Parents force Northampton primary school to suspend explicit sex education

At the invitation of Mrs Emma Clarke, Antonia Tully (pictured right), of SPUC's Safe at School campaign, spoke last week at a public meeting for parents of children in Northamptonshire. As a result of the meeting, attended by thirty mothers and fathers, the Caroline Chisholm Primary School has suspended its teaching of sex and relationships education.

Emma Clarke (who spoke powerfully at SPUC's packed meeting in Westminster last December Sex education as sexual sabotage, co-hosted by the Working Party on the Sexualisation of Children under the Lords and Commons Family and Child Protection Group) and Antonia Tully informed the parents about the sex education video "Living and Growing". This video cartoon depicts a naked couple chasing each other around a bed and engaging in sexual intercourse in numerous positions.

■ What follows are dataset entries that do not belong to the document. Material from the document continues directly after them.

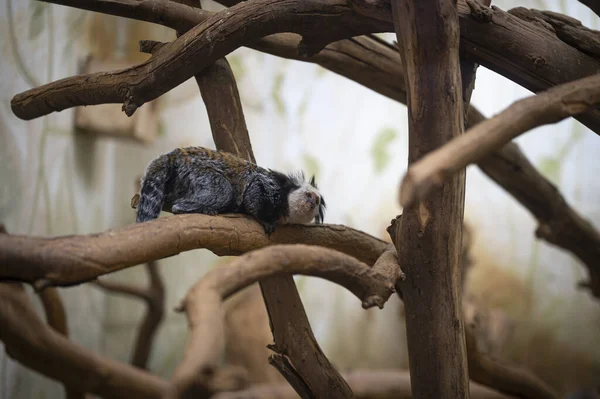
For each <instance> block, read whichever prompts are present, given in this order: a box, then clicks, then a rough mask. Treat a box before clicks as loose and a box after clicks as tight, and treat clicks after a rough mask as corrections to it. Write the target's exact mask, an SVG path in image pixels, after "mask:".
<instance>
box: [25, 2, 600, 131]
mask: <svg viewBox="0 0 600 399" xmlns="http://www.w3.org/2000/svg"><path fill="white" fill-rule="evenodd" d="M50 2H52V3H56V4H63V5H68V6H73V7H78V8H83V9H87V10H91V11H99V12H104V13H108V14H113V15H120V16H125V17H129V18H135V19H140V20H145V21H150V22H155V23H160V24H163V25H166V26H170V27H172V28H174V29H179V30H185V29H189V28H191V27H193V26H194V25H196V24H198V23H200V22H202V21H205V20H206V19H208V18H209V16H210V15H212V13H209V12H206V11H202V10H196V9H193V8H191V7H189V6H185V5H182V4H177V3H175V2H172V1H171V2H166V1H160V0H117V1H115V0H110V1H109V0H93V1H89V2H85V3H82V2H79V1H75V0H52V1H50ZM469 2H470V4H471V7H476V6H473V4H476V3H474V2H472V1H471V0H469ZM238 6H239V5H238ZM352 7H353V9H354V10H355V11H357V13H359V14H362V15H366V16H369V17H373V18H376V19H379V20H380V23H379V24H376V23H373V22H372V21H369V24H372V25H373V26H376V27H377V29H375V28H373V29H372V30H371V31H373V32H374V31H391V30H392V29H393V26H392V24H391V11H390V4H389V2H388V1H386V0H356V1H353V2H352ZM479 7H482V6H479ZM458 10H459V19H460V26H461V46H460V49H461V54H463V55H464V56H465V57H466V58H467V59H471V60H473V61H475V62H477V63H478V64H481V65H484V66H486V67H487V68H490V69H491V70H494V71H496V72H498V73H500V74H501V75H503V76H506V77H508V78H509V79H511V80H513V81H515V82H516V83H518V84H520V85H522V86H524V87H526V88H527V89H529V90H531V91H533V92H538V91H541V90H545V89H547V88H549V87H551V86H553V85H557V84H561V83H565V82H568V81H571V80H575V79H579V78H581V77H584V76H589V75H592V74H594V73H596V71H597V70H599V69H600V61H598V60H595V59H593V58H592V57H589V56H587V55H586V54H583V53H581V52H579V51H578V50H577V49H575V48H573V47H571V46H570V45H568V44H567V43H564V42H563V41H561V40H560V39H559V38H557V37H556V36H555V35H554V34H551V33H549V32H548V30H547V29H545V28H543V27H540V26H537V25H536V24H532V23H529V22H527V21H523V20H521V19H520V18H518V17H515V16H512V15H510V14H508V13H506V12H504V11H502V10H500V9H498V8H496V7H493V8H485V7H484V8H483V10H482V9H476V10H474V11H471V9H470V8H469V7H468V6H467V5H466V4H465V3H464V1H463V0H460V1H459V3H458ZM482 16H484V17H482ZM307 18H309V19H310V17H307ZM356 18H358V17H356ZM351 19H352V20H353V22H354V20H355V17H354V16H352V18H351ZM324 20H327V19H326V18H325V19H324ZM320 21H321V20H319V21H314V22H315V23H316V24H318V23H320ZM330 25H332V24H331V23H330V22H329V21H328V22H326V23H325V26H330ZM320 27H321V26H320ZM258 36H259V37H260V35H258ZM246 39H248V40H244V42H243V43H239V44H238V45H237V46H238V47H239V45H240V44H249V46H250V47H252V48H256V49H257V50H261V51H266V52H269V53H271V54H274V55H279V56H282V57H286V58H294V59H299V58H301V57H300V55H299V54H298V52H297V48H298V42H299V39H298V38H297V36H296V35H294V34H278V35H272V36H269V37H266V38H264V39H260V40H257V41H252V40H250V36H247V37H246ZM230 41H231V40H230ZM343 42H344V43H343V44H342V47H344V46H346V45H347V44H348V41H343ZM506 43H510V45H506ZM330 46H331V45H330ZM229 51H231V50H229ZM333 51H335V50H333ZM227 52H228V51H227ZM227 52H225V53H227ZM559 54H560V56H559ZM223 55H225V54H223ZM218 58H220V57H216V56H215V54H214V53H213V54H212V55H211V56H210V57H202V63H201V64H202V65H210V64H211V63H212V62H214V60H216V59H218ZM336 58H337V59H338V60H340V59H344V55H343V54H341V55H340V54H338V55H335V54H329V53H323V54H317V55H316V56H315V55H313V57H308V58H307V59H306V61H311V62H317V63H319V64H321V65H323V66H324V67H326V68H330V66H327V65H324V64H326V63H328V64H330V65H331V64H332V63H335V61H334V60H335V59H336ZM367 60H368V58H367ZM347 61H348V62H347V65H351V67H350V69H349V70H348V68H344V70H339V69H341V68H342V66H341V65H339V66H338V67H334V68H339V69H338V70H334V72H338V73H341V74H342V75H344V76H347V77H349V78H351V79H356V80H357V81H358V82H359V83H361V84H364V85H366V86H367V87H370V88H372V89H374V90H376V91H378V92H380V93H382V94H384V95H386V96H390V97H392V98H395V99H398V98H397V96H398V95H401V94H399V93H398V89H397V88H398V87H399V86H398V85H395V84H390V83H389V82H390V81H393V79H389V78H388V79H383V80H381V79H374V78H375V76H376V74H375V72H374V71H373V72H372V73H371V74H370V75H367V76H370V77H367V76H365V75H361V74H358V73H357V72H358V71H357V70H356V68H357V66H356V64H355V63H353V61H349V60H347ZM369 63H370V62H368V61H367V64H369ZM192 64H194V63H192ZM143 65H146V64H143ZM153 65H154V64H153ZM195 65H198V70H201V69H202V67H201V65H200V64H198V62H197V60H196V62H195ZM379 66H381V64H379ZM575 66H576V67H575ZM135 68H138V67H135ZM363 69H365V70H367V71H368V70H369V69H371V68H367V67H366V66H363ZM396 73H397V72H396ZM104 75H106V76H101V77H98V78H99V80H100V81H101V82H102V81H104V80H107V82H106V83H107V84H106V86H109V85H111V84H114V80H115V79H114V77H113V76H112V74H104ZM177 75H178V76H184V75H182V72H181V71H179V72H177ZM193 75H194V73H189V74H188V73H187V72H186V73H185V76H187V77H185V78H182V79H183V80H186V79H187V78H189V77H191V76H193ZM140 77H141V78H144V76H143V75H140ZM153 77H154V75H153ZM156 78H159V77H158V76H156ZM160 78H161V79H166V80H170V79H171V74H165V75H162V73H161V77H160ZM386 82H388V83H387V84H386ZM81 83H85V82H82V78H81V77H74V78H67V79H63V80H62V81H58V82H55V83H51V84H49V85H46V86H41V87H40V88H37V89H33V90H34V91H29V92H25V93H23V94H20V95H18V96H16V97H15V99H13V103H14V106H15V107H16V111H14V112H15V114H16V115H18V116H19V117H22V118H27V119H31V118H36V117H39V116H42V115H45V114H46V113H48V112H52V111H53V110H54V108H52V107H54V106H55V105H57V104H58V103H60V102H61V96H62V94H60V95H56V96H55V95H54V94H52V92H53V91H54V90H56V89H57V88H60V87H61V86H65V85H66V86H70V87H71V89H69V88H68V87H67V88H66V89H65V90H66V92H69V93H70V95H69V96H68V99H69V102H68V103H65V100H64V96H63V97H62V105H61V107H63V108H61V109H65V108H64V107H72V106H76V105H91V104H98V103H102V102H106V99H104V100H103V99H102V98H93V99H92V100H93V101H92V102H89V101H87V99H88V98H90V97H98V96H100V97H103V96H104V97H106V93H105V92H99V93H97V94H90V93H87V94H85V95H84V94H81V95H79V94H78V93H72V92H71V91H72V88H73V87H78V88H83V86H80V84H81ZM103 85H104V84H103ZM92 86H93V87H95V86H94V85H92ZM92 86H90V87H88V88H93V87H92ZM45 88H48V89H51V90H50V91H47V90H46V89H45ZM78 90H79V89H78ZM42 94H43V96H46V97H39V96H41V95H42ZM113 94H114V93H113ZM86 96H87V97H86ZM24 99H27V100H26V101H25V102H23V103H22V104H21V103H20V102H21V100H24ZM16 100H19V101H16ZM86 101H87V102H86ZM115 101H117V102H120V101H121V100H115ZM45 102H48V103H49V104H53V105H52V107H51V108H48V106H47V105H46V104H45ZM25 108H29V110H28V111H26V112H23V111H24V110H25ZM576 118H577V119H578V120H580V121H581V122H582V123H584V124H585V125H586V126H588V127H589V128H590V129H592V130H593V131H595V132H596V133H598V134H600V112H598V111H591V112H587V113H584V114H581V115H579V116H577V117H576Z"/></svg>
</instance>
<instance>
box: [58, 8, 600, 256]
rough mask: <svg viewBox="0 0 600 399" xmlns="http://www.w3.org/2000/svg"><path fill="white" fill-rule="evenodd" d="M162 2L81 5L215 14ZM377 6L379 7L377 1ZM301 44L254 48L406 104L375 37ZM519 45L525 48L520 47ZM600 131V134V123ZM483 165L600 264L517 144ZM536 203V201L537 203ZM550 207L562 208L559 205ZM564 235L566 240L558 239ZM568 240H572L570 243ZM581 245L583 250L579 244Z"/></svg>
mask: <svg viewBox="0 0 600 399" xmlns="http://www.w3.org/2000/svg"><path fill="white" fill-rule="evenodd" d="M157 1H159V0H140V1H138V0H132V1H128V2H126V4H128V6H124V5H123V4H124V3H125V2H119V4H120V6H119V7H118V8H117V7H111V4H112V3H113V1H106V0H94V1H89V2H85V3H83V4H77V5H78V6H79V7H82V8H85V9H89V10H93V11H101V12H107V13H112V14H114V15H120V16H124V17H129V18H135V19H140V20H145V21H149V22H155V23H161V24H164V25H166V26H170V27H172V28H175V29H177V28H181V29H183V28H189V27H192V26H194V25H195V24H197V23H200V22H202V21H203V20H205V19H206V18H208V17H209V16H210V15H212V14H211V13H210V12H207V11H200V10H197V9H193V8H190V7H185V6H182V5H180V4H172V3H173V2H169V3H168V4H169V6H168V7H159V5H158V4H156V2H157ZM53 2H54V3H58V4H65V5H74V3H79V2H78V1H74V0H61V1H53ZM165 3H167V2H161V4H165ZM231 3H234V1H232V2H231ZM235 3H237V1H235ZM375 4H378V2H377V1H376V2H375ZM136 5H137V7H136ZM495 11H496V12H497V11H498V10H497V9H496V10H495ZM299 42H300V37H299V36H298V35H296V34H292V33H280V34H276V35H271V36H267V37H265V38H263V39H260V40H257V41H255V42H252V43H250V44H248V46H249V47H250V48H253V49H256V50H259V51H263V52H266V53H269V54H273V55H276V56H279V57H284V58H290V59H296V60H301V61H307V62H314V63H317V64H318V65H321V66H322V67H324V68H326V69H328V70H330V71H332V72H335V73H337V74H340V75H342V76H345V77H347V78H348V79H351V80H353V81H356V82H358V83H360V84H362V85H364V86H365V87H368V88H370V89H371V90H374V91H376V92H377V93H380V94H382V95H384V96H387V97H389V98H391V99H394V100H396V101H399V102H402V103H403V104H406V89H405V87H404V78H403V71H402V68H401V67H400V55H399V53H398V51H397V49H396V48H395V47H394V46H392V45H391V44H389V43H386V42H384V41H383V40H381V39H378V38H377V37H375V36H361V37H355V38H352V39H347V40H340V41H338V42H335V43H331V44H329V45H328V46H327V47H325V49H323V50H322V51H321V52H320V53H318V54H315V55H313V56H312V57H308V58H302V57H300V56H299V55H298V53H297V47H298V44H299ZM513 44H514V45H515V46H519V45H520V43H513ZM503 51H504V50H503ZM557 51H558V50H557ZM545 67H547V68H551V69H552V70H554V67H553V64H550V63H549V64H546V65H545ZM554 75H555V74H554V73H552V74H551V76H554ZM485 119H486V118H485V117H484V116H483V115H482V114H481V113H480V112H479V111H478V110H477V109H476V108H474V107H473V106H470V107H469V109H468V124H469V127H473V126H475V125H476V124H478V123H480V122H482V121H484V120H485ZM594 129H595V131H596V132H600V124H598V125H597V126H596V127H595V128H594ZM478 166H479V167H480V168H481V169H482V171H483V172H484V173H486V174H487V175H488V176H489V177H490V178H491V179H492V180H494V181H495V182H496V183H498V184H499V185H500V186H502V187H503V188H504V189H505V190H507V191H508V192H509V193H511V194H512V195H513V196H515V198H516V199H517V200H518V201H519V202H521V203H522V204H523V205H524V206H525V207H527V208H528V209H529V210H530V211H531V212H532V213H533V214H534V215H535V216H536V217H537V218H538V219H539V220H540V223H541V224H543V225H545V226H549V225H553V226H554V227H553V229H552V231H553V233H552V235H547V236H548V238H546V237H544V235H543V234H542V233H543V232H544V231H547V229H546V228H544V229H541V230H539V233H540V234H538V236H539V237H541V238H545V239H550V242H552V243H553V244H555V245H558V246H560V247H562V248H565V249H567V250H570V251H573V252H574V253H575V254H576V255H577V256H578V257H579V258H580V259H582V260H583V261H584V263H586V264H588V265H590V264H591V265H594V264H595V263H596V261H595V259H596V258H594V257H593V256H595V253H594V252H593V251H592V252H589V251H588V248H591V246H590V245H592V244H593V243H594V242H595V241H596V238H594V237H597V233H596V232H595V230H594V229H593V228H592V227H591V226H590V225H589V223H587V222H586V221H585V220H584V219H583V218H582V217H581V216H579V215H578V214H577V213H576V212H575V210H573V209H572V208H570V207H569V206H568V204H567V203H566V202H565V200H564V198H563V197H562V196H561V195H560V193H559V192H558V191H557V190H556V188H554V186H553V185H552V184H551V183H550V182H549V181H548V180H547V179H546V178H545V177H544V176H543V175H542V174H540V173H539V172H538V171H537V170H536V169H535V167H534V166H533V165H532V164H531V163H530V162H529V161H528V160H527V158H526V157H525V155H524V154H523V153H522V152H521V150H520V149H519V147H518V146H517V145H516V144H509V145H506V146H504V147H503V148H502V149H500V150H499V151H497V152H496V153H494V154H492V155H491V156H488V157H486V158H485V159H482V160H481V161H480V162H479V165H478ZM525 188H527V191H525ZM548 196H549V197H548ZM546 197H547V198H549V200H548V202H546V201H545V200H544V198H546ZM533 198H535V200H532V199H533ZM549 204H556V206H550V205H549ZM586 226H589V227H586ZM559 227H560V228H559ZM559 231H560V232H562V234H561V236H564V237H563V238H562V239H559V238H557V239H552V237H553V236H554V235H556V234H558V232H559ZM566 237H572V238H571V239H569V240H566ZM580 242H581V245H580V244H578V243H580ZM586 253H587V254H588V255H586ZM590 255H593V256H590Z"/></svg>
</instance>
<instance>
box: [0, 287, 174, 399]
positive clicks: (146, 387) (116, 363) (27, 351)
mask: <svg viewBox="0 0 600 399" xmlns="http://www.w3.org/2000/svg"><path fill="white" fill-rule="evenodd" d="M0 325H1V326H2V328H0V340H2V342H4V345H5V348H6V352H7V353H8V354H9V355H10V356H11V357H12V358H14V359H15V360H17V361H18V362H20V363H22V364H23V365H25V366H27V367H29V368H31V369H33V370H35V371H37V372H40V373H42V374H44V375H46V376H48V377H50V378H53V379H56V380H58V381H61V382H63V383H64V384H65V385H66V386H69V387H72V388H75V389H79V390H80V391H82V392H90V393H93V394H96V395H99V396H102V397H112V398H115V397H128V398H156V399H159V398H160V397H161V396H162V394H163V393H165V392H166V391H167V387H168V383H167V382H166V381H164V380H162V379H160V378H158V377H156V376H153V375H151V374H148V373H146V372H144V371H141V370H139V369H137V368H135V367H132V366H129V365H126V364H123V363H120V362H117V361H114V360H112V359H108V358H103V357H101V356H99V355H96V354H94V353H92V352H89V351H88V350H86V349H84V348H82V347H80V346H79V345H76V344H74V343H72V342H70V341H69V340H68V339H67V338H66V337H64V336H62V335H61V334H60V333H58V332H56V331H54V330H53V329H52V328H50V327H48V326H47V325H46V324H45V323H44V322H43V321H42V320H40V318H39V317H38V316H37V314H36V312H35V311H34V309H33V308H32V307H31V304H30V303H29V300H28V298H27V294H26V292H25V290H24V289H23V287H22V286H21V284H17V283H0Z"/></svg>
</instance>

It is being shown to children between the ages of seven and nine, including in Catholic schools, without parents' knowledge or consent.

Emma Clarke reports:
"The meeting received considerable local media attention including a discussion and has caused Caroline Chisholm Primary School to issue the following statement to parents: 'To enable the school an adequate amount of time to consider feedback from parents we have taken the decision to suspend any teaching of Sex & Relationships education.We will review our current scheme of work in the autumn term.'

"This is a great success for our campaign and we plan to hold more local public meetings around the county to raise awareness amongst parents, we're also setting up a facebook page and website.

"Parents who attended our meeting were so shocked to discover what the school were planning to show their children (and already have in previous years) that another meeting has been arranged on Monday evening for more parents to view the Living & Growing DVD resource currently being used at the school."
Last Thursday I reported that Nick Gibb, the schools minister, confirmed in a letter to Antonia Tully, head of SPUC's Safe at School campaign, that primary schools are not required to teach children about sex in National Curriculum science lessons.